Building Highly Scalable Servers with Java NIO
Subject:   Design advice- Thread distribution for NIO on multiple CPU,
Date:   2005-12-26 15:54:02
From:   nuno.santos
Response to: Design advice- Thread distribution for NIO on multiple CPU,


I've stopped working with NIO for more than one year, but anyway I'll give you my two cents...

300 hundreds connections per minute it's not much, a modern server can easily handle that using a threaded model. But as a matter of principle, I would not design for the average case, or else the system might collapse during usage peaks. I would assume at least 1.000 connections per minute and consider mechanisms for graceful degradation if the system ever goes over that value.

Having said that, it's also important to know how long does it take to transmit the full data of a client. You mentioned GPRS, which is kind of slow and can be very slow if the conditions of transmission are bad. In ideally conditons I would suppose a connection would take 10 seconds. Under not so good conditions, I would assume perhaps some 20 seconds.

This means 1.000 new TCP connections per minute, each lasting 20 seconds, an average of 333 connections at any time. This is a worse case scenario. If you want to support this case, I would definetely suggest NIO, as keeping 300 threads alive completely destroys the throughput of the server by wasting time on context switches.
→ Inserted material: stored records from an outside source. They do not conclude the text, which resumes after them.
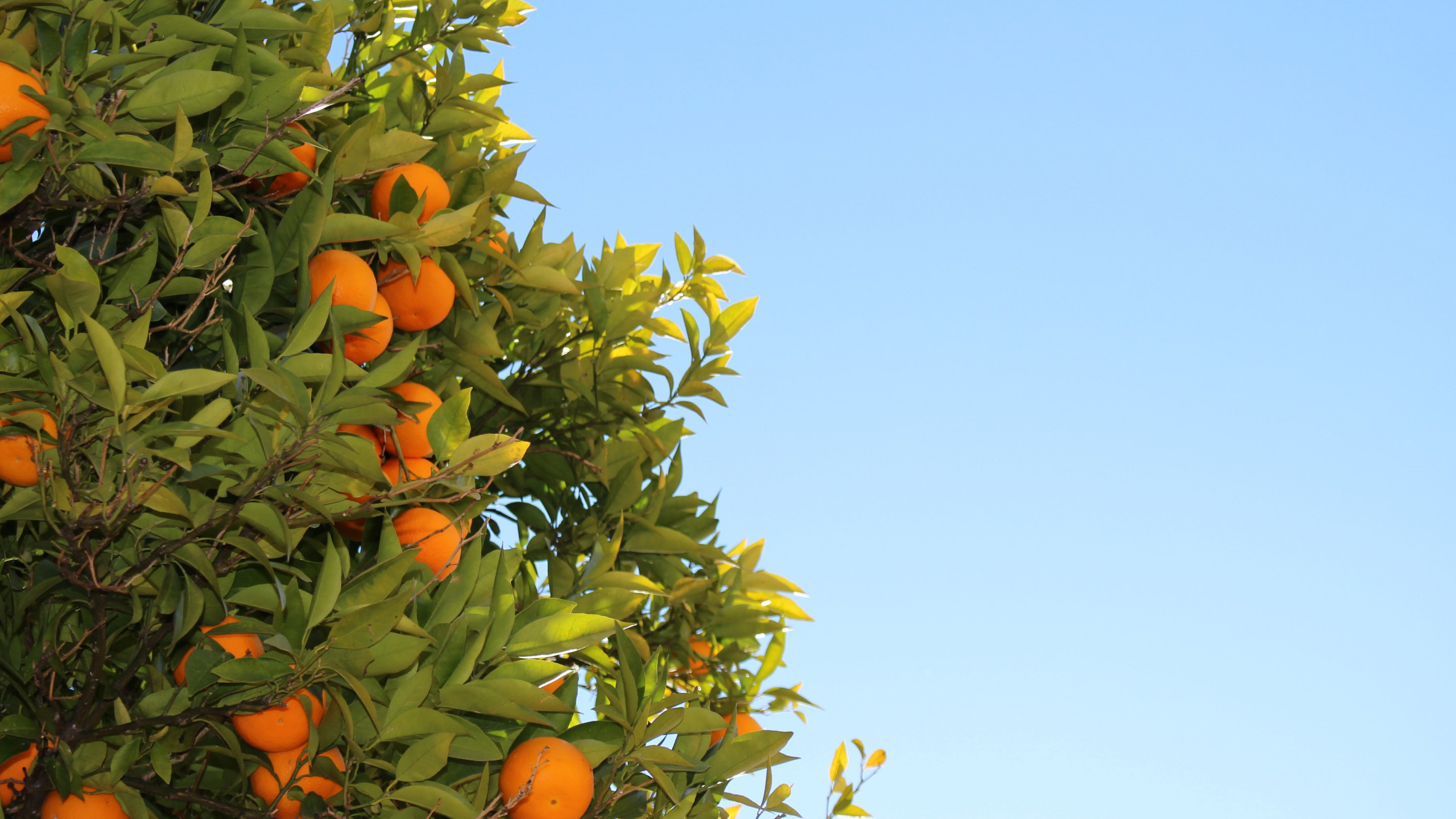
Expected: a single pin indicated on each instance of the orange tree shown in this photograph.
(325, 494)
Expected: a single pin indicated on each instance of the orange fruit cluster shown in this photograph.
(19, 455)
(293, 181)
(290, 765)
(17, 105)
(746, 725)
(547, 779)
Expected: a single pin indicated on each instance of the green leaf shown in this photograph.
(21, 183)
(378, 583)
(420, 722)
(110, 357)
(356, 228)
(450, 426)
(394, 369)
(327, 586)
(436, 799)
(368, 626)
(558, 634)
(126, 152)
(196, 91)
(187, 382)
(276, 95)
(251, 669)
(743, 754)
(396, 148)
(488, 455)
(424, 758)
(310, 326)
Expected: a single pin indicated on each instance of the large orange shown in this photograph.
(746, 725)
(413, 439)
(437, 539)
(276, 729)
(18, 453)
(235, 645)
(419, 305)
(427, 183)
(267, 785)
(91, 805)
(368, 344)
(293, 181)
(353, 279)
(368, 433)
(547, 779)
(15, 105)
(17, 767)
(413, 470)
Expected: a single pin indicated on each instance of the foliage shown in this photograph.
(155, 299)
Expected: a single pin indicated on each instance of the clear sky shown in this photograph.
(1101, 385)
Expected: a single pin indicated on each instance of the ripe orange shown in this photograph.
(353, 279)
(368, 344)
(414, 470)
(91, 805)
(274, 729)
(427, 183)
(746, 725)
(293, 181)
(18, 453)
(698, 664)
(17, 767)
(368, 433)
(417, 305)
(547, 779)
(235, 645)
(437, 539)
(268, 785)
(15, 105)
(413, 439)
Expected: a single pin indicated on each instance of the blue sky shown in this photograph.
(1100, 391)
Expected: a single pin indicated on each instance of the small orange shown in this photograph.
(15, 105)
(274, 729)
(368, 433)
(746, 725)
(427, 183)
(413, 439)
(547, 779)
(698, 664)
(268, 783)
(353, 279)
(17, 767)
(293, 181)
(235, 645)
(414, 470)
(368, 344)
(419, 305)
(18, 453)
(437, 539)
(91, 805)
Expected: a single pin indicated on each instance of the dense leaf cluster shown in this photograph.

Concerning the threading model, I became a big fan of doing the work on the same thread that is running the selector. This simplifies programming, as you don't have to worry about handing out the control of a socket between threads, it eliminates the time wasted in context switches and on synchronization between threads (which is always a waste of CPU cycles), and finally provides very good scalability: if the server starts to be overloaded, then the selector thread will spend more time processing the requests and go into the select call more rarely. But whenever it calls select, it brings a lot of work ready to be done (it accumulated since the last call to select). This way, the thread enters a "bulk mode", which actually improves the efficiency by making less system calls.

So in your place I would go for a NIO architecture. I'm not sure about the best number of selector threads. If the writes into the database can block the thread (which can be the case if the database is configured to synchronize the the hard drive to ensure that the data is really written), then you would need a bigger number of selector threads to hide this latency. Probably 10 or 20. If the writes to the DB are not blocking (if they are small and they are using the write buffers of the hard drive or of the OS), then 4 or 5 should be enough. But some experiments should provide you with the right answer.

Hope this helps.
Nuno Santos